FTMove: A Web Server for Detection and Analysis of Cryptic and Allosteric Binding Sites by Mapping Multiple Protein Structures.

机构信息

Department of Biomedical Engineering, Boston University, Boston, MA 02215, USA.

Department of Applied Mathematics and Statistics, Stony Brook University, Stony Brook, NY 11794, USA.

出版信息

J Mol Biol. 2022 Jun 15;434(11):167587. doi: 10.1016/j.jmb.2022.167587. Epub 2022 Apr 18.

Abstract

Protein mapping distributes many copies of different molecular probes on the surface of a target protein in order to determine binding hot spots, regions that are highly preferable for ligand binding. While mapping of X-ray structures by the FTMap server is inherently static, this limitation can be overcome by the simultaneous analysis of multiple structures of the protein. FTMove is an automated web server that implements this approach. From the input of a target protein, by PDB code, the server identifies all structures of the protein available in the PDB, runs mapping on them, and combines the results to form binding hot spots and binding sites.

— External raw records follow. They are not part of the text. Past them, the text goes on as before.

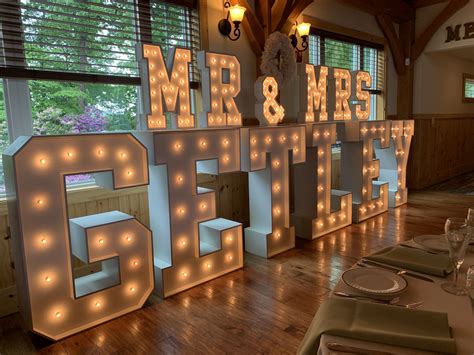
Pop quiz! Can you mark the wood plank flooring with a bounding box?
[0,192,474,355]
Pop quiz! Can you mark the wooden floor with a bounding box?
[0,192,474,355]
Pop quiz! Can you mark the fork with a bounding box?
[392,301,423,309]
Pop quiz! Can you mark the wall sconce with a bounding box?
[290,22,311,53]
[218,0,246,41]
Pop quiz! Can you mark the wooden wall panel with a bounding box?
[407,116,474,189]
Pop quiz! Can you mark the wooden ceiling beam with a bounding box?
[272,0,293,32]
[411,0,449,9]
[231,0,265,57]
[338,0,415,23]
[411,0,469,61]
[277,0,314,34]
[375,14,405,75]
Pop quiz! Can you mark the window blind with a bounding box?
[309,29,385,94]
[0,0,200,83]
[464,78,474,99]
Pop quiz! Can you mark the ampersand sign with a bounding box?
[255,76,285,126]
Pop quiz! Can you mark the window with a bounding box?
[0,81,10,195]
[462,74,474,103]
[309,28,385,120]
[0,0,200,194]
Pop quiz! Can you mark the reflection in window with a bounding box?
[0,81,10,195]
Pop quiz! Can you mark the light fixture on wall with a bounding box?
[290,22,311,53]
[218,0,246,41]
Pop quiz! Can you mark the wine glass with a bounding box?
[441,217,470,296]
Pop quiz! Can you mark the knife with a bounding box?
[326,343,394,355]
[362,259,434,282]
[399,244,448,255]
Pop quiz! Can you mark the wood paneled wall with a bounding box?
[407,115,474,189]
[0,159,340,317]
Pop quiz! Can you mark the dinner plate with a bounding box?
[413,234,449,252]
[341,267,408,295]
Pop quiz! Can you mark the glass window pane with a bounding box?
[309,35,321,65]
[20,0,138,76]
[324,38,360,70]
[0,81,10,195]
[151,1,201,81]
[29,80,137,185]
[464,79,474,99]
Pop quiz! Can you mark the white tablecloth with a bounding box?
[318,246,474,355]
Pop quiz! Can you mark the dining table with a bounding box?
[317,240,474,355]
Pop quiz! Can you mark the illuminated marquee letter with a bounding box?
[350,71,372,120]
[137,128,243,297]
[141,44,194,129]
[374,121,414,207]
[198,51,242,127]
[292,123,352,239]
[4,134,153,340]
[298,64,328,122]
[337,121,390,222]
[255,76,285,126]
[241,125,305,258]
[329,68,352,121]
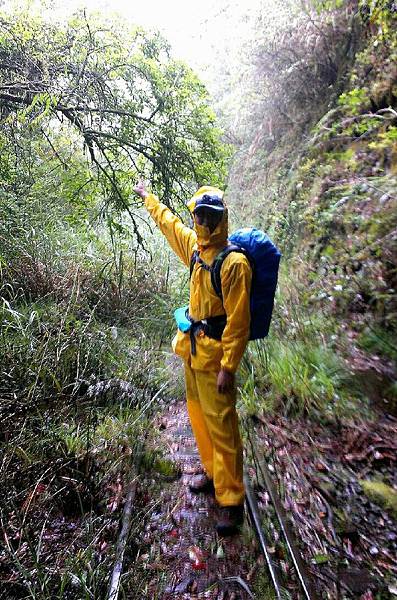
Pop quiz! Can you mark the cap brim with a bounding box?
[193,204,225,214]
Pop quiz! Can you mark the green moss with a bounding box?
[360,479,397,517]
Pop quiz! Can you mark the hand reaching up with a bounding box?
[134,181,149,200]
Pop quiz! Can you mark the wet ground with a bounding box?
[138,403,264,600]
[131,402,397,600]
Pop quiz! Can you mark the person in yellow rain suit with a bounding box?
[135,183,252,535]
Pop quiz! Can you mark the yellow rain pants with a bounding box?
[145,186,252,506]
[185,362,244,506]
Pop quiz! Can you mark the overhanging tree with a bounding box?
[0,8,227,240]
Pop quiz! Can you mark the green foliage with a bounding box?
[360,480,397,517]
[338,88,369,115]
[241,338,357,416]
[0,4,229,223]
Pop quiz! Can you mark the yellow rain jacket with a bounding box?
[145,186,252,373]
[145,186,252,506]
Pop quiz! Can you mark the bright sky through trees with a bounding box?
[0,0,266,87]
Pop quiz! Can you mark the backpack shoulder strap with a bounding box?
[189,250,212,279]
[211,244,247,300]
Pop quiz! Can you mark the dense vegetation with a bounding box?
[229,2,397,416]
[0,0,397,599]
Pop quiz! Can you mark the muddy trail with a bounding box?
[134,403,266,600]
[127,403,397,600]
[0,396,397,600]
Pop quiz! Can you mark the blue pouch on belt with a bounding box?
[174,306,192,333]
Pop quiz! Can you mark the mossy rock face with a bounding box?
[360,479,397,518]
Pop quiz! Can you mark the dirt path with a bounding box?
[137,403,266,600]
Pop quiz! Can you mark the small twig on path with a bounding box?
[108,480,136,600]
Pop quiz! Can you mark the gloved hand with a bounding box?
[216,369,234,394]
[134,181,149,200]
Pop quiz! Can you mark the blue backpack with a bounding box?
[190,227,281,340]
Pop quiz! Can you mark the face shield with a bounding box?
[193,194,225,233]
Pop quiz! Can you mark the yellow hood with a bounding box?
[187,185,228,250]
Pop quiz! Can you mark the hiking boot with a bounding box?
[189,475,215,496]
[215,504,244,537]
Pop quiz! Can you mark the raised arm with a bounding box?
[134,183,197,267]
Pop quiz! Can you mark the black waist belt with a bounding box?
[186,313,226,355]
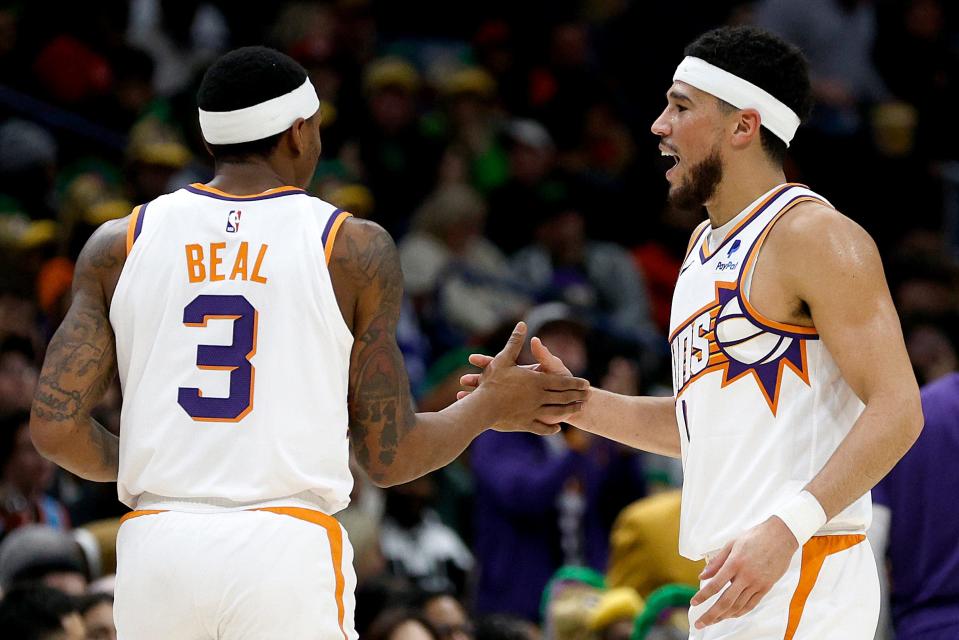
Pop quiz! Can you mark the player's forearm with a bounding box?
[569,387,680,458]
[806,385,923,519]
[30,412,120,482]
[357,394,492,487]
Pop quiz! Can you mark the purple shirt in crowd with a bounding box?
[872,373,959,640]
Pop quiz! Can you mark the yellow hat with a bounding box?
[127,118,192,169]
[363,56,420,93]
[442,67,496,99]
[61,173,133,226]
[589,587,646,631]
[0,214,60,249]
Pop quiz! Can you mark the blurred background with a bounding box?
[0,0,959,640]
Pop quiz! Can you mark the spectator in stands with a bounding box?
[606,490,705,597]
[380,475,473,594]
[439,67,509,193]
[476,614,540,640]
[470,304,645,621]
[357,58,441,237]
[420,592,473,640]
[512,203,656,342]
[77,593,117,640]
[873,373,959,640]
[0,524,89,596]
[486,119,569,254]
[0,411,70,538]
[399,184,529,346]
[364,609,440,640]
[0,336,40,413]
[0,586,88,640]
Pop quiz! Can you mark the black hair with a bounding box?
[0,586,78,640]
[685,26,813,164]
[196,47,307,161]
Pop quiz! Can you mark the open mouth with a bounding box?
[659,145,682,179]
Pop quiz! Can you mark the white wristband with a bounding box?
[773,491,828,547]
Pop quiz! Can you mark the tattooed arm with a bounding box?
[331,218,588,486]
[30,220,126,482]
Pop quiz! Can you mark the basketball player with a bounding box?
[461,27,922,640]
[31,47,588,640]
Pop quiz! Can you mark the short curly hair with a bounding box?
[685,26,813,164]
[196,47,307,160]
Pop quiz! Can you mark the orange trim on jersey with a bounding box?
[250,507,349,640]
[739,196,822,336]
[666,282,736,342]
[120,509,166,524]
[183,313,242,327]
[783,534,866,640]
[190,182,303,198]
[323,211,353,264]
[127,204,143,255]
[669,282,810,416]
[683,220,709,262]
[190,311,260,422]
[703,182,803,260]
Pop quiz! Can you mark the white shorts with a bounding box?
[689,535,879,640]
[114,507,357,640]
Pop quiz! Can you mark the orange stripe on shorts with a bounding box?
[783,534,866,640]
[250,507,349,640]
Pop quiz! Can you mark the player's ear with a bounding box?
[731,109,762,149]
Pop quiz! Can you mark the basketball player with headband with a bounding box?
[463,27,922,640]
[30,47,589,640]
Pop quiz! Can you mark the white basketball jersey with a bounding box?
[110,184,353,514]
[669,184,871,559]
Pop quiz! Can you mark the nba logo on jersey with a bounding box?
[226,209,243,233]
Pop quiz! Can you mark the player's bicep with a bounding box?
[33,229,122,424]
[800,215,915,401]
[337,221,414,480]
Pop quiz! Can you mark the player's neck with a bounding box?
[706,163,786,229]
[209,158,296,195]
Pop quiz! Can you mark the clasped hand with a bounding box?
[457,322,589,435]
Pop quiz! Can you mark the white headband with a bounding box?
[199,78,320,144]
[673,56,799,147]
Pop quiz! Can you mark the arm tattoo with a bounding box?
[33,221,126,476]
[337,221,416,480]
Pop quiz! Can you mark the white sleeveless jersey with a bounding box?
[669,184,872,559]
[110,184,353,514]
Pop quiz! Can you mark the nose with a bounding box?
[649,109,672,138]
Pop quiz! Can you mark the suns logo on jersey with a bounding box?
[226,209,243,233]
[669,282,817,415]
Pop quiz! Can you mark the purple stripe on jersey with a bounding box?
[133,202,150,243]
[699,184,795,264]
[321,209,343,247]
[183,184,306,202]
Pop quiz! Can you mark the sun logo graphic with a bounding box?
[226,209,243,233]
[670,283,818,415]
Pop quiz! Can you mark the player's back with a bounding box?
[110,185,353,513]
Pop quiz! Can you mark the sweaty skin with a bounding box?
[462,82,923,628]
[30,116,589,486]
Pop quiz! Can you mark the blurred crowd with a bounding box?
[0,0,959,640]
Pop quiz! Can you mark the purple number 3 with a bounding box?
[177,295,257,422]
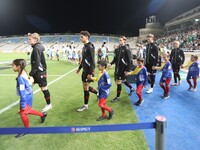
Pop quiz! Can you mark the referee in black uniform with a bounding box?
[28,33,52,112]
[77,31,97,112]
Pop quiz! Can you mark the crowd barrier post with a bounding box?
[155,116,167,150]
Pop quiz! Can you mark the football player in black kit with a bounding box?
[108,36,134,103]
[77,31,97,112]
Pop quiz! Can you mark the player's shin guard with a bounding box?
[117,84,122,97]
[84,91,90,105]
[20,114,29,128]
[123,81,133,89]
[42,89,51,104]
[89,86,97,94]
[150,74,156,88]
[193,78,197,89]
[165,84,170,95]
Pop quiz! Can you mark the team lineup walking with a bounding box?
[4,31,199,138]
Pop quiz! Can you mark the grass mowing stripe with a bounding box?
[0,68,77,114]
[0,74,62,77]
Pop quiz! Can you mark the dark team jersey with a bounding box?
[188,61,199,77]
[170,48,185,66]
[92,72,112,99]
[161,61,172,79]
[145,43,158,66]
[130,66,148,85]
[17,76,33,108]
[79,42,95,73]
[110,45,132,73]
[29,43,47,76]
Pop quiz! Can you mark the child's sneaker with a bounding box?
[108,109,114,120]
[111,97,119,103]
[97,116,107,121]
[41,113,47,123]
[77,105,88,112]
[190,88,197,92]
[188,86,192,91]
[171,83,178,86]
[146,88,153,94]
[128,88,135,96]
[42,104,52,112]
[135,99,144,106]
[163,94,170,99]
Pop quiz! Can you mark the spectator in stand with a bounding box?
[170,41,185,86]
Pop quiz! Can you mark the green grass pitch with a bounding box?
[0,53,148,150]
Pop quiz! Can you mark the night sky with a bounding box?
[0,0,200,36]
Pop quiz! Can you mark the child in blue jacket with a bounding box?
[12,59,47,138]
[125,58,148,106]
[152,54,172,99]
[88,60,114,121]
[181,55,199,92]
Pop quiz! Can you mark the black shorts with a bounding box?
[81,71,94,82]
[33,71,47,87]
[145,64,156,75]
[115,70,126,80]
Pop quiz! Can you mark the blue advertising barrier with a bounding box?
[0,116,166,150]
[0,122,155,134]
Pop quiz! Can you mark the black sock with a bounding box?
[124,81,133,89]
[89,86,97,94]
[84,91,90,105]
[174,73,177,83]
[117,84,122,97]
[42,89,51,104]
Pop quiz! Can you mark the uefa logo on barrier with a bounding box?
[71,127,90,133]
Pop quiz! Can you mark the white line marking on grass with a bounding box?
[0,74,62,77]
[0,68,77,114]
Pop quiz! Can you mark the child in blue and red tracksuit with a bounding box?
[152,54,172,99]
[88,60,114,121]
[125,58,148,106]
[181,55,199,92]
[12,59,47,138]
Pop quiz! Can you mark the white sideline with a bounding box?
[0,68,77,114]
[0,73,62,77]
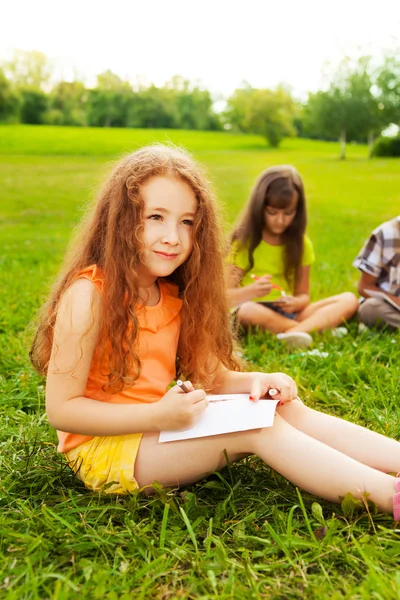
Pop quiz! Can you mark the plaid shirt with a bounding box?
[353,215,400,296]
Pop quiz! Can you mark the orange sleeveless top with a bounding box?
[57,265,182,452]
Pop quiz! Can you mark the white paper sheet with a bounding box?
[158,394,278,443]
[364,290,400,311]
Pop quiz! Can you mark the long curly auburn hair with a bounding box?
[30,145,239,393]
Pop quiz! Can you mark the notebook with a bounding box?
[158,394,278,443]
[363,290,400,312]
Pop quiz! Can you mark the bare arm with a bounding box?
[46,279,206,436]
[275,265,311,312]
[213,368,297,403]
[227,265,272,307]
[358,271,400,306]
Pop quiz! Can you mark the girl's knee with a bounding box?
[339,292,358,312]
[276,399,311,424]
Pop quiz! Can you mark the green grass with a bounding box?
[0,126,400,600]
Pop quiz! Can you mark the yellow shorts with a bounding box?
[65,433,142,494]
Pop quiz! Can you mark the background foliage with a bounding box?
[0,125,400,600]
[0,50,400,158]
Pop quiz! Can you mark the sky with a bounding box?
[0,0,400,98]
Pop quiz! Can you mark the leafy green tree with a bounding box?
[0,69,21,123]
[165,75,221,130]
[225,86,295,147]
[45,81,88,126]
[20,89,49,125]
[86,71,134,127]
[376,54,400,126]
[128,85,179,129]
[4,50,52,90]
[304,57,385,159]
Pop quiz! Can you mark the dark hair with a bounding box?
[231,165,307,284]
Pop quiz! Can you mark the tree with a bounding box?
[87,70,134,127]
[376,54,400,126]
[4,50,52,90]
[46,81,88,126]
[304,57,385,159]
[128,85,179,129]
[0,69,21,123]
[20,89,48,125]
[165,75,221,130]
[225,86,295,148]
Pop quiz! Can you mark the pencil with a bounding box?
[176,379,190,394]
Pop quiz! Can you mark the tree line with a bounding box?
[0,50,400,157]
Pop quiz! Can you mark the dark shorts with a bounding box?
[257,302,297,320]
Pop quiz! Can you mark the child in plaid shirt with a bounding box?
[353,215,400,329]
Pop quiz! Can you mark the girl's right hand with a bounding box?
[155,381,208,431]
[250,275,272,298]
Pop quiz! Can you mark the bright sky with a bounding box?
[0,0,400,96]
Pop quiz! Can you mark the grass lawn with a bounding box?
[0,126,400,600]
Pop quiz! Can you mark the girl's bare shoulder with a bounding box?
[56,279,102,333]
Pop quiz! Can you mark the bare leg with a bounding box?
[277,400,400,473]
[289,292,358,332]
[237,302,295,333]
[237,292,358,333]
[135,414,400,513]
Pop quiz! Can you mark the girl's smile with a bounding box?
[139,176,197,287]
[264,192,299,236]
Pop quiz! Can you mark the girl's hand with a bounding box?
[249,275,272,298]
[156,381,208,431]
[274,296,299,313]
[250,373,297,404]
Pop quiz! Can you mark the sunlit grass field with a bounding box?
[0,126,400,600]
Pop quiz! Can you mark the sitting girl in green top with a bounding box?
[228,166,358,346]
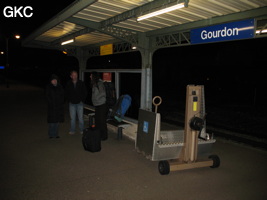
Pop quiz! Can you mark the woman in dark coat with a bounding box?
[46,74,64,138]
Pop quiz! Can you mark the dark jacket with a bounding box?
[46,80,64,123]
[65,80,87,104]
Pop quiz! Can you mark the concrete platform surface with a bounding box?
[0,83,267,200]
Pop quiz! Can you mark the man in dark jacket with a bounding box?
[65,71,87,135]
[46,74,64,138]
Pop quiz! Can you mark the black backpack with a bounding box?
[104,82,117,108]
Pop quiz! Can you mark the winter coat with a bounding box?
[46,83,64,123]
[65,80,87,104]
[92,80,106,106]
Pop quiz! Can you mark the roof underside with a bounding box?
[23,0,267,49]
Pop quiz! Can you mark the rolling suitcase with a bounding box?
[82,128,101,152]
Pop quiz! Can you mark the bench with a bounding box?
[84,109,131,140]
[107,120,131,140]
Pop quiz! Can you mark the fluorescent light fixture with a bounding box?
[256,29,267,34]
[137,3,184,21]
[61,39,74,45]
[15,35,20,40]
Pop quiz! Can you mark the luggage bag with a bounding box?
[82,128,101,152]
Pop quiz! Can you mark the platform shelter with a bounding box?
[23,0,267,110]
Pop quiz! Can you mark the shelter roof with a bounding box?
[23,0,267,49]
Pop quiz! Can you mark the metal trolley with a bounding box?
[135,85,220,175]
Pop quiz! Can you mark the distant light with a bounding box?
[137,4,184,21]
[61,39,74,45]
[15,35,20,40]
[256,29,267,34]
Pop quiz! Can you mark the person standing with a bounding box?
[90,72,108,140]
[45,74,64,138]
[65,71,87,135]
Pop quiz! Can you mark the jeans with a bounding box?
[48,123,59,137]
[69,102,84,133]
[95,104,108,140]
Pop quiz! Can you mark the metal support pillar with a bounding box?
[76,48,90,81]
[138,34,153,111]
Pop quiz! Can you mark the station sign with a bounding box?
[103,72,112,82]
[100,44,113,56]
[190,19,255,44]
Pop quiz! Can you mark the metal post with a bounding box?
[138,34,153,111]
[6,37,9,88]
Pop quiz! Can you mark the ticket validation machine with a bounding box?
[135,85,220,175]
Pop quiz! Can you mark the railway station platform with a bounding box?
[0,82,267,200]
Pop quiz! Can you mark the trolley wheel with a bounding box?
[158,160,170,175]
[209,155,221,168]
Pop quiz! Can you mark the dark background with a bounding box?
[0,0,267,141]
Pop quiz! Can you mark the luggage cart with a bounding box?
[135,85,220,175]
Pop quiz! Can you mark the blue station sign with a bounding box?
[193,19,255,44]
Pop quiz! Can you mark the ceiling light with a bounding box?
[256,29,267,34]
[61,39,74,45]
[137,3,184,21]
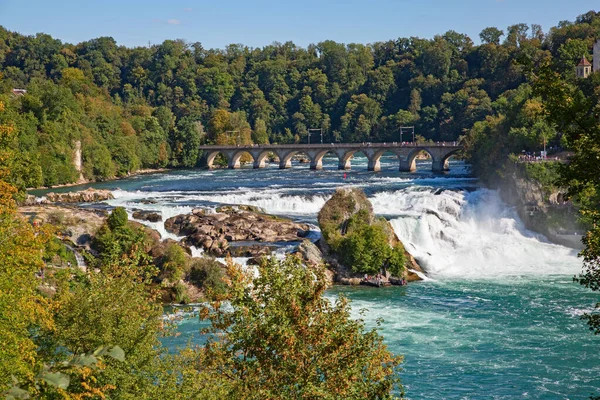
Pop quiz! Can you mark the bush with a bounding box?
[161,243,188,282]
[106,207,129,230]
[188,258,227,294]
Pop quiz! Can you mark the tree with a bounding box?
[535,65,600,335]
[0,102,53,393]
[479,27,504,45]
[199,256,402,399]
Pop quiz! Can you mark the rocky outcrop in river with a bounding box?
[165,206,310,256]
[22,188,114,206]
[318,188,423,285]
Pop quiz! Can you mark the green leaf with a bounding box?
[107,346,125,362]
[71,354,98,367]
[41,372,71,389]
[6,386,29,400]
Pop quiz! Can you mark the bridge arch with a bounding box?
[306,149,340,170]
[227,149,255,169]
[367,149,390,172]
[250,150,271,169]
[275,149,312,169]
[206,150,229,169]
[398,147,436,172]
[431,149,461,172]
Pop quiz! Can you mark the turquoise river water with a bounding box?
[41,157,600,399]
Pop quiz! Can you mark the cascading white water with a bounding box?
[371,188,580,278]
[109,176,580,278]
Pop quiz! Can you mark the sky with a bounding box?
[0,0,600,48]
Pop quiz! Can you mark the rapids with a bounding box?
[35,157,600,399]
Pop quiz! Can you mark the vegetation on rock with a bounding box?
[318,189,406,276]
[199,256,401,399]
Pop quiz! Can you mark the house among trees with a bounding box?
[577,39,600,78]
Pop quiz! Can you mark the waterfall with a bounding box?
[65,243,87,271]
[371,187,580,278]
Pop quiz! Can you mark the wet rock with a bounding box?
[296,239,323,266]
[133,210,162,222]
[165,206,310,256]
[229,244,273,258]
[45,188,114,203]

The user may also upload their own protein structures, bypassing the PDB search for similar structures. Output of the server consists of the consensus binding sites and the individual mapping results for each structure - including the number of probes located in each binding site, for each structure. This level of detail allows the users to investigate how the strength of a binding site relates to the protein conformation, other binding sites, and the presence of ligands or mutations. In addition, the structures are clustered on the basis of their binding properties. The use of FTMove is demonstrated by application to 22 proteins with known allosteric binding sites; the orthosteric and allosteric binding sites were identified in all but one case, and the sites were typically ranked among the top five. The FTMove server is publicly available at https://ftmove.bu.edu.

摘要

蛋白质绘图技术通过在目标蛋白质的表面分布许多不同的分子探针,以确定结合热点,即配体结合高度优选的区域。虽然 FTMap 服务器对 X 射线结构的映射本质上是静态的,但通过同时分析蛋白质的多个结构可以克服这一限制。FTMove 是一个自动化的网络服务器,实现了这种方法。从目标蛋白质的输入,通过 PDB 代码,服务器识别 PDB 中可用的该蛋白质的所有结构,对它们进行映射,并将结果组合起来形成结合热点和结合部位。用户也可以上传自己的蛋白质结构,绕过 PDB 搜索类似的结构。服务器的输出包括共识结合部位和每个结构的单独映射结果 - 包括位于每个结合部位的探针数量,对于每个结构。这种详细程度允许用户研究结合部位的强度与蛋白质构象、其他结合部位以及配体或突变的存在之间的关系。此外,结构根据其结合特性进行聚类。FTMove 的使用通过应用于 22 个具有已知变构结合部位的蛋白质来证明;在所有情况下都确定了正位和变构结合部位,并且这些部位通常排在前五位。FTMove 服务器可在 https://ftmove.bu.edu 上公开获得。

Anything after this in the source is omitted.